Honestly, I’m not too sure about the whole thing.  I’m a bit like an abused wife whose finally decided to leave may face-punching, belt-wielding, tittie-twisting husband.  I’m glad to be rid of the bastard but not really sure if where I’m heading is going to be any better.

I’ve had a couple of nice blog ideas in the past week or so and even wrote one of them, only to lose it, which is why I’m here dumping my former format in the first place.  However, having an early case of Alzheimer’s, coupled with the fact that sitting in my office on a Saturday is making my brain go bzzzzzzzzzzzzzzzzzzzzzzzzzzzzzzzzzzzzzzzzzzzzzzzzzzzzzzzzzzzzzzzzzzz, I don’t have much to write.

But now that I mention it to myself, I guess I do have a couple things to say about working in China.

Make up days

Tuesday is a holiday.  It’s tomb sweeping day.  It’s a day where you can go, sweep some tombs and tell your dead relatives you love and miss them, then you can burn some paper money so they can roll large in the afterlife.  It’s a pretty big holiday in Taiwan and China.  The whole region just shuts down.

Now, since the holiday is a Tuesday, we get Monday off too.  Just like, if it’s on a Thursday, we’d get Friday off.  But if the holiday is on Wednesday, then go fuck yourself, you just get that one day off.

But not this year bitches.  It’s on Tuesday.  Long weekend!  Yeahhh!

Except, it’s only half a long weekend.  Everyone has to work on Saturday to make up for missing work on Monday.  I’m told in Taiwan, they all did their makeup work day a couple weeks ago, so they’re all lounging on beaches, sipping piña coladas and squishing sand between their toes while I’m here typing at you people.

So, Monday is not a free day, as much as a trade-day. It’s like saying “You don’t have to pay me for that snickers bar, no, that’s free…but put $2.25 on the counter on the way out.”

It does make sense.  It gives everyone a longer weekend than just a single day off in the middle of the week.  During a long weekend, people can do some traveling.  They can go visit family and friends.  They can lay in bed for 72 hours, only moving far enough to scratch themselves.  Things you just couldn’t do with a single day off.

But, Entitlement Hinesy thinks they should just give me the day.  No one is doing shit in the office today anyway.  I’d be willing to bet my left pinky toenail that the same is going on in 96% of the country.  A billion folks surrounding me right now are simultaneously thinking “Why do I have to be here today? I’m just sitting here!

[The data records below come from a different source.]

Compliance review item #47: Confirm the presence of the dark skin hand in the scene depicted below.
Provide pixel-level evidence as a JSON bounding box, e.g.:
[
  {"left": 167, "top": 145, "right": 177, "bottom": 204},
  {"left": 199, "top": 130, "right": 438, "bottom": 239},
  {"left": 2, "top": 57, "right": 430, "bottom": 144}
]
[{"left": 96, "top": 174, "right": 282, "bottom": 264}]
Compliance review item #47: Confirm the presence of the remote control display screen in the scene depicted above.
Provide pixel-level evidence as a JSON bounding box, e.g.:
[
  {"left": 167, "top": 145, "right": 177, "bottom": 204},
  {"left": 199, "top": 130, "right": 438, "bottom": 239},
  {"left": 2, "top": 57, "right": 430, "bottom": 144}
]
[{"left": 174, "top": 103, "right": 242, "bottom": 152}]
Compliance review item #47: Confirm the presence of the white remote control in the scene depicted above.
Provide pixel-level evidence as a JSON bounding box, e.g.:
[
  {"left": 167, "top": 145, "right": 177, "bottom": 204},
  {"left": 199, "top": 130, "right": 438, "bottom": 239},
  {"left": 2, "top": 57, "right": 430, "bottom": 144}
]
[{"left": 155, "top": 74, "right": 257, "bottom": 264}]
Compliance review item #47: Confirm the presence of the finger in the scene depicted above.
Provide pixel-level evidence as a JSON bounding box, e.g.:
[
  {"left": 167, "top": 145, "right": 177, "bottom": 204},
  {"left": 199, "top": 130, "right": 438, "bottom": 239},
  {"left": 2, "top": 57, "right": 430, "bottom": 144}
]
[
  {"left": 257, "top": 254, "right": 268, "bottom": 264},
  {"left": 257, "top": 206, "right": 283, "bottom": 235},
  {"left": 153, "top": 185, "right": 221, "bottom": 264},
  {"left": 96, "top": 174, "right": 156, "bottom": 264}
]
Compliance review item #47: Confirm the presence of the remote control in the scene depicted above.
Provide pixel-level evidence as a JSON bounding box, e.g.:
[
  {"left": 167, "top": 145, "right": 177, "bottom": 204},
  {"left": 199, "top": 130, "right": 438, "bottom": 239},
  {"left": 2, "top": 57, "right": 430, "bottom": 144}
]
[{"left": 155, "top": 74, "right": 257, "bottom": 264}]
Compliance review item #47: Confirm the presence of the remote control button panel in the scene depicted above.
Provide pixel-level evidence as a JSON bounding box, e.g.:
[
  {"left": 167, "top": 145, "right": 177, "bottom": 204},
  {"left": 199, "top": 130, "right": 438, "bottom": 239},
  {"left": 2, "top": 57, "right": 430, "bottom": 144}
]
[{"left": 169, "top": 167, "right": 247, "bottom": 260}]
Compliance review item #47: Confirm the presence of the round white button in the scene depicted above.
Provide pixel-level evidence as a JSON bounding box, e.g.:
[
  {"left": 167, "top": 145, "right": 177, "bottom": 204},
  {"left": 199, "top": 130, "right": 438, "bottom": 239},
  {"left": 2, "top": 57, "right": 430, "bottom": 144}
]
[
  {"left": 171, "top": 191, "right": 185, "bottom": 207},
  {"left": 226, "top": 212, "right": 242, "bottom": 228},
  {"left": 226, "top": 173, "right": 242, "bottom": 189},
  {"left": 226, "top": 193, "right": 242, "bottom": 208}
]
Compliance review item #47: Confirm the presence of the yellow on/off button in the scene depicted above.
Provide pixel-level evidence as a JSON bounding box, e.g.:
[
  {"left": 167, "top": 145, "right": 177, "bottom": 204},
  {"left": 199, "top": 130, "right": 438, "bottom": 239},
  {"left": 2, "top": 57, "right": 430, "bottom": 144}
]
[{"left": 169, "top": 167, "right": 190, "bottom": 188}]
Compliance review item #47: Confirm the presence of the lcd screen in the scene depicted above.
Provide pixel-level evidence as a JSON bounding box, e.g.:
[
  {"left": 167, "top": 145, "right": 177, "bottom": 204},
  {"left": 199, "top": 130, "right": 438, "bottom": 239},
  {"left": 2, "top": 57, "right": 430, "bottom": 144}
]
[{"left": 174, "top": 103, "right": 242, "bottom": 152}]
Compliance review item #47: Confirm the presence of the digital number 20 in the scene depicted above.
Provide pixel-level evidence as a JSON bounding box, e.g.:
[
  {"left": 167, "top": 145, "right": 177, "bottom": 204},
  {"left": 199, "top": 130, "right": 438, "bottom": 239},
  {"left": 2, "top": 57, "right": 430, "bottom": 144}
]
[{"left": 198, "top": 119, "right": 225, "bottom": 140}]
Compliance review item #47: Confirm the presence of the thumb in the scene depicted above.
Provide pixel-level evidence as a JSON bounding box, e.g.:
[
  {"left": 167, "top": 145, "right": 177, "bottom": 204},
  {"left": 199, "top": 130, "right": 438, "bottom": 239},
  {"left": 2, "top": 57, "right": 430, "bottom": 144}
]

But then again, it’s probably just me (and other Lao Wai like me)that are feeling this way.  You know, people who are from countries that would, of course, just give their workers a free day off and never expect them to have to work on a Saturday to make up for the lost time.

The same countries, more likely than not, who are getting their economic asses whipped by a bunch of, weekend working, leftist, markist, moaist, flower-sniffing commies.

Back to the iWeb situation.  I know you guys like to go back and re-read my old posts every couple of days, so don’t worry, I’m trying to figure out how to get them onto here.